A stalactite has the shape of a circular cone. Its height is 200 mm and is increasing at a rate of 3 mm per century. Its base radius is 40 mm and is decreasing at a rate of 0.5 mm per century. Determine if its volume is increasing or decreasing, and the rate at which the volume is changing.

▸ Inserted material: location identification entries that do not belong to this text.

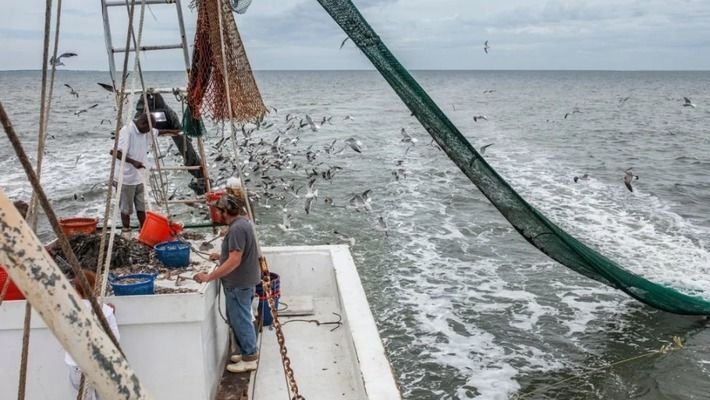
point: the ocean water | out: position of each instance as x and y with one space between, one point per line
467 308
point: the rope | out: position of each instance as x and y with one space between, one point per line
130 34
21 387
53 221
109 189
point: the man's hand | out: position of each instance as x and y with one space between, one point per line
201 277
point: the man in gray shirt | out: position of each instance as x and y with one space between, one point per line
239 272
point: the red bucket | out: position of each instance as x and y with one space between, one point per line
13 292
212 197
157 229
78 226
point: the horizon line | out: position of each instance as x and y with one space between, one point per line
413 69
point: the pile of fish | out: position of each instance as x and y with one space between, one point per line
86 248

\(V = \frac{\pi }{3}{r^2}h\)

\(\frac{{{\text{d}}V}}{{{\text{d}}t}} = \frac{\pi }{3}\left[ {2rh\frac{{{\text{d}}r}}{{{\text{d}}t}} + {r^2}\frac{{{\text{d}}h}}{{{\text{d}}t}}} \right]\)     M1A1A1

at the given instant

\(\frac{{{\text{d}}V}}{{{\text{d}}t}} = \frac{\pi }{3}\left[ {2(4)(200)\left( { - \frac{1}{2}} \right) + {{40}^2}(3)} \right]\)     M1

\( = \frac{{ - 3200\pi }}{3} = - 3351.03 \ldots  \approx 3350\)     A1

hence, the volume is decreasing (at approximately 3350 \({\text{m}}{{\text{m}}^3}\) per century)     R1

[6 marks]

Few candidates applied the method of implicit differentiation and related rates correctly. Some candidates incorrectly interpreted this question as one of constant linear rates.